Syria Accountability Act
- Long title: Syria Accountability and Lebanese Sovereignty Restoration Act
- Acronyms (colloquial): SALSRA
- Enacted by: the 108th United States Congress

Legislative history
- Introduced in the House by Eliot Engel (D–NY) on April 12, 2003; Signed into law by President George W. Bush on December 12, 2003;

= Syria Accountability Act =

2003 bill passed by the U.S. Congress

The Syria Accountability and Lebanese Sovereignty Restoration Act (SALSRA,) is a bill of the United States Congress passed into law on December 12, 2003.

The bill's stated purpose is to end what the United States sees as Syrian support for terrorism, to end Syria's presence in Lebanon, which has been in effect since the end of the Lebanese Civil War in 1990, to stop Syria's alleged development of WMDs, to cease Syria's illegal importation of Iraqi oil and to end illegal shipments of military items to anti-US forces in Iraq.
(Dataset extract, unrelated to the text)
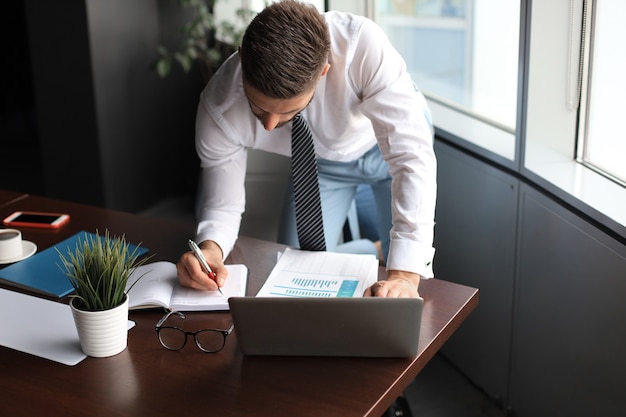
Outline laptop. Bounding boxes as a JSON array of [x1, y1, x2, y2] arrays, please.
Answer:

The bill was sponsored by Representative Eliot L. Engel (D) from New York and was introduced April 12, 2003. The Lebanese opposition figure Michel Aoun played a prominent role in passing the law and provided testimony to Congress.

==2013 Ghouta chemical attack==
In response to the use of chemical weapons against civilians during the 2013 Ghouta chemical attack, president Barack Obama asked Congress to authorize the use of military force against Syria. An early draft of that authorization cites the Syria Accountability Act, saying:
Whereas in the Syria Accountability and Lebanese Sovereignty Restoration Act of 2003, Congress found that Syria’s acquisition of weapons of mass destruction threatens the security of the Middle East and the national security interests of the United States.